In particular, the present invention encompasses the Lactobacillus rhamnosus strain CNCM I-4317 or a composition containing said strain, for use as a medicament in the treatment, prevention or attenuation of a pathological condition due to an excessive accumulation of body fat and/or to insulin resistance.
Examples of pathological conditions resulting from excessive accumulation of body fat are excess weight, obesity and the disorders associated therewith, such as metabolic syndrome, type II diabetes, nonalcoholic hepatic steatosis, hypertension, chronic inflammation, etc.

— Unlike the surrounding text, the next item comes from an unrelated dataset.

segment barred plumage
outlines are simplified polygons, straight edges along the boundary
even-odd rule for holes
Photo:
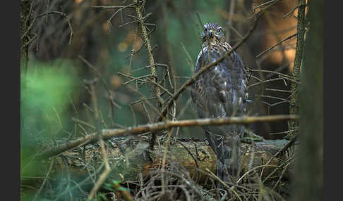
[[[203,49],[196,61],[195,73],[231,48],[225,33],[217,23],[204,26]],[[244,115],[247,77],[244,64],[236,52],[203,73],[192,85],[191,96],[200,118]],[[210,145],[217,155],[217,175],[224,181],[234,182],[239,174],[240,136],[243,125],[205,126]]]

The present invention also encompasses the non-therapeutic use of the CNCM I-4317 strain for preventing or reducing excessive accumulation of body fat in a subject for esthetic purposes.
For the implementation of the present invention, the Lactobacillus rhamnosus strain CNCM I-4317 can be used in the form of whole bacteria which may be living or non-living, for example heat-inactivated. Alternatively, it can be used in the form of a bacterial lysate, or in the form of bacterial fractions; the bacterial fractions suitable for this use are in particular culture supernatents of the CNCM I-4317 strain.
The compositions used in the present invention may be in any form suitable for administration, in particular oral administration. This includes, for example, semi-solid, liquid and powder formulations.
When the bacteria are in the form of living bacteria, the composition can typically comprise from 105 to 1013 colony-forming units (cfu), in particular at least 106 cfu, preferably at least 107 cfu, advantageously at least 108 cfu, and entirely preferably at least 109 cfu per gram of dry weight of the composition. In the case of a liquid composition, this generally corresponds to from 104 to 1012 cfu, preferably at least 105 cfu, more preferably at least 106 cfu, advantageously at least 107 cfu, and entirely preferably at least 109 cfu/ml.
The compositions which are preferred for use in the present invention are nutritional compositions, including food products and in particular milk products. These nutritional compositions also comprise food supplements and functional foods. A “food supplement” denotes a product produced from compounds normally used in food products, but which is in the form of tablets, powder, capsules, a potion or any other form not normally associated with foods, and which has beneficial effects on the health. A “functional food” is a food which, in addition to its nutritional properties, also has beneficial effects on the health. In particular, the food supplements and the functional foods can have a protective or curative physiological effect against a disease, for example against a chronic disease.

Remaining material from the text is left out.